Volkswagen's Everllence division draws takeover interest from Blackstone, EQT and CVC
Deal momentum — who’s in the race
Multiple large buyout houses have entered the process for Volkswagen’s Everllence business, with names reported among the suitors. Interest comes from firms that routinely target industrial platforms and carve-outs. The presence of several bidders signals competitive tension rather than a single negotiated buyer.

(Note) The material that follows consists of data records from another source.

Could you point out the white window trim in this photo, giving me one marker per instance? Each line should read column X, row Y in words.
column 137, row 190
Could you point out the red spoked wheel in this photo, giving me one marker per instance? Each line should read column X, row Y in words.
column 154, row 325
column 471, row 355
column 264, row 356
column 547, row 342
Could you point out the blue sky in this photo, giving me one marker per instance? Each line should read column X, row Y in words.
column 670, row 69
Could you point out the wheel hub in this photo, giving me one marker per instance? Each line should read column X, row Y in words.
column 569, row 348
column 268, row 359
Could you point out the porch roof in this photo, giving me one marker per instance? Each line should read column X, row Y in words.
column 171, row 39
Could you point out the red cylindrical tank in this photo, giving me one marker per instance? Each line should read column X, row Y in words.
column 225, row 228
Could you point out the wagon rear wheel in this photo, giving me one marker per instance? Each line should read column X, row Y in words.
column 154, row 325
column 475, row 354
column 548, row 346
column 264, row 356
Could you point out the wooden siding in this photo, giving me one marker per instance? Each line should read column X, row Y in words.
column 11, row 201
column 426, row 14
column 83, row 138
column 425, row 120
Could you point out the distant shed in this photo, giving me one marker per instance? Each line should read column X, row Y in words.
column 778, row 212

Price signals and asset mix
Prospective acquirers are sizing the division near €5–6 billion, creating a market reference for similar industrial units. Everllence combines manufacturing for propulsion systems and thermal products, which gives the asset dual exposure to shipping logistics and building energy markets. That combination is attractive to investors seeking predictable aftermarket demand and retrofit opportunities.
Strategic context and verification
A sale would allow Volkswagen to redeploy proceeds toward core EV and software priorities or to shore up balance-sheet flexibility. Market observers expect detailed due diligence, and the situation remains subject to confirmation from the parties involved. Any final agreement will also be watched as a barometer for private equity appetite for heavy-industry, decarbonization-adjacent assets.
- Reported bidders include major buyout firms known for large industrial transactions.
- Indicative price range cited sets a valuation benchmark for comparable business lines.
- Potential sale connects automotive supply chains with private capital strategies focused on energy transition.